Approaching work and learning indirectly

Macintyre, Ronald and Thomson, Joan (2013). Approaching work and learning indirectly. In: RWL8 - 8th International Conference on Researching Work and Learning 2013, 19-22 Jun 2013, Stirling, UK.



This paper approaches work and learning indirectly. It is part of a mixed method longitudinal study that looks at the articulation from Higher National (HN) to part time Higher Education (HE). Since 2003 the Open University in Scotland (OU) has been collecting quantitative and qualitative data on students who have HN qualifications. This paper looks at the experiences of those students and the central place of work in those journeys.

The paper beings with a statistical overview. HN Students that come to the OU tend to be older, the majority are in employment, they tend to reside in more deprived areas, and are often motivated by career aspiration.

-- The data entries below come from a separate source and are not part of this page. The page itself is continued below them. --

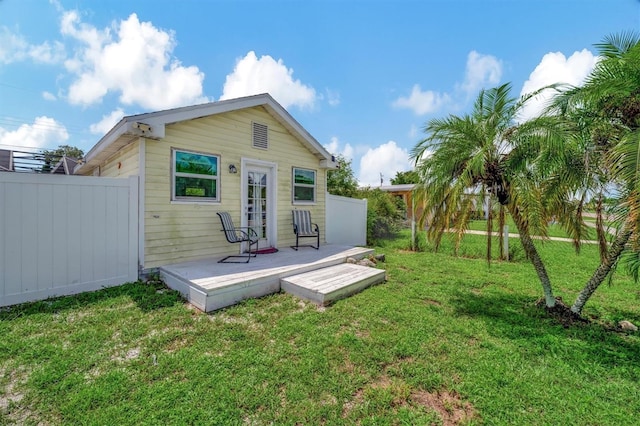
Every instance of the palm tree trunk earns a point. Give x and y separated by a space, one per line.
602 239
532 254
602 271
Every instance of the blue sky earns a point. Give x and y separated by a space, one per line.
363 77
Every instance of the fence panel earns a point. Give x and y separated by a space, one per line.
346 221
62 235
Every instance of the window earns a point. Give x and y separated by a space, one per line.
304 185
195 176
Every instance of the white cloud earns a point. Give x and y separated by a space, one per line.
333 97
334 147
132 58
253 76
15 48
420 102
482 71
48 96
555 68
387 159
107 122
45 132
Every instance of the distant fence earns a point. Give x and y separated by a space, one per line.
346 221
62 235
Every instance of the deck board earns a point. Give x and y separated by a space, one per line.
326 285
209 285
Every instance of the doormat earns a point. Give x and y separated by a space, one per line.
266 251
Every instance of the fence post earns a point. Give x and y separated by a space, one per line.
505 245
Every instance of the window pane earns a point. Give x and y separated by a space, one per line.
188 162
302 193
195 187
304 176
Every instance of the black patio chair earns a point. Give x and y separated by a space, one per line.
238 235
304 228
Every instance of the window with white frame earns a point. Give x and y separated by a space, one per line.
195 176
304 185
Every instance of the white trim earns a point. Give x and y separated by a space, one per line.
216 178
304 185
127 129
272 194
142 172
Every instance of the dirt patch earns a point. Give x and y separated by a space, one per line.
562 313
451 409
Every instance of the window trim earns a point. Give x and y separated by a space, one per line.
303 185
192 199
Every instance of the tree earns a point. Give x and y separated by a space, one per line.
407 177
612 94
486 158
342 181
51 157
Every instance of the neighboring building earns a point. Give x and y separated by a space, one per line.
65 166
405 192
246 156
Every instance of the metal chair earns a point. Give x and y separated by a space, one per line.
238 235
304 228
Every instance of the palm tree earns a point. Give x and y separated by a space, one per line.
611 96
486 157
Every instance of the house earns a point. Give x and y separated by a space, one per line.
247 156
6 160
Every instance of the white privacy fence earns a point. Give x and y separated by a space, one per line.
62 235
346 221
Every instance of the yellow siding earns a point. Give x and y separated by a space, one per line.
176 232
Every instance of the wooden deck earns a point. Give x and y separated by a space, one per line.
326 285
210 285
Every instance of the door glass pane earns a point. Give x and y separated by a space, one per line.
257 202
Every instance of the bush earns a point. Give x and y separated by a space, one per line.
384 215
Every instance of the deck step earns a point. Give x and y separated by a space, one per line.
324 286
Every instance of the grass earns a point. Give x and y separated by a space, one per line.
554 229
446 340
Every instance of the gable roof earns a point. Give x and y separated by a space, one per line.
152 125
6 160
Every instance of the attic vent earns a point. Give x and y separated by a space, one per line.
260 136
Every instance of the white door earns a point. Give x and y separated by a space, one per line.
258 206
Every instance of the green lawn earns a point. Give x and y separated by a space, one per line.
445 340
555 230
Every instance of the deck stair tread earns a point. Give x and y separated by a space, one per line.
209 285
328 284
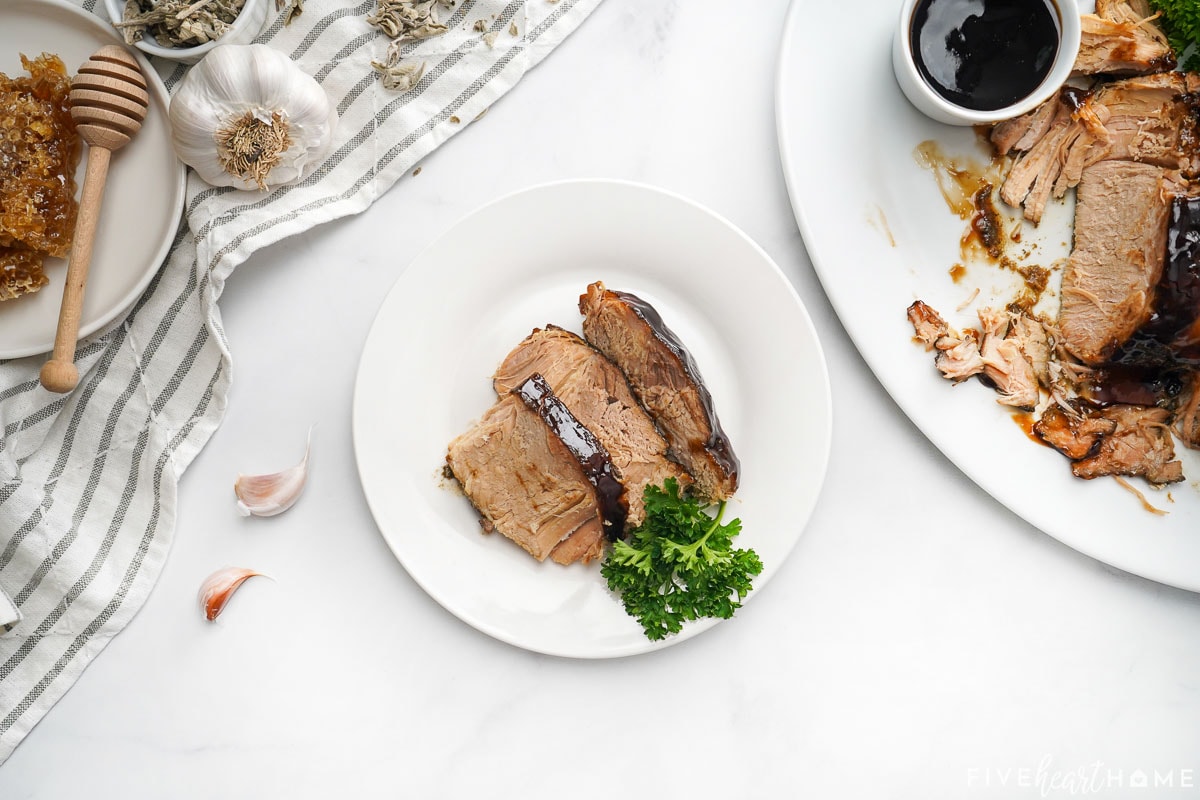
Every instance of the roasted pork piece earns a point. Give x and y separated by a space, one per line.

Their HN qualifications tend to cluster around the applied subjects as do the subjects they chose with the OU (Engineering and Technology, Education, and Health and Social Care). The picture is of widening HE participation in applied subjects.

The paper then looks at the interview data from the 2011-12 study. Choosing a vocational pathway is not always determined by exam results (some had HE entry qualifications), expectations and opportunities are important. Critical incidents at the end of school (births and deaths) were part of that narrative, as were family expectations around the “safe place” provided by vocational pathways, along with the sense that HE study was not for them. Overall participants narrated “bumpy” interrupted transitions between education and employment. Stories that emphasised social and structural barriers, personal autonomy, and stories that seemed to call into question how useful it is to talk about definite transitions between education and employment.

The vocational focus of most HN study means it is normal to regard work as the natural place for learning. This focus on practice means participants think of competence as something that develops formally and informally at and through work after they “qualify”. Interviewees seemed to accept that there was no job or role for life. The paper also considers the motivations for engaging in HE study. For these students work remains the principal focus. Just like HN, part-time distance learning is considered a “safe place” as people can balance study and work. “Getting on” or “getting out” feature strongly. For example, participants found themselves in roles that required HE qualifications, and sought the security and “mobility” that aligning their experience with a qualification would bring. Many cited personal factors; they looked back to “missed opportunities” with regret. However, it became apparent that what starts as personal leads to reflections on career progression and change as studies progress. The paper concludes with some reflections on the ways that articulation between HN and part-time study widens participation in HE. For those in work it also destabilises notions of smooth or appropriate transitions, and questions the boundaries between the personal and the professional.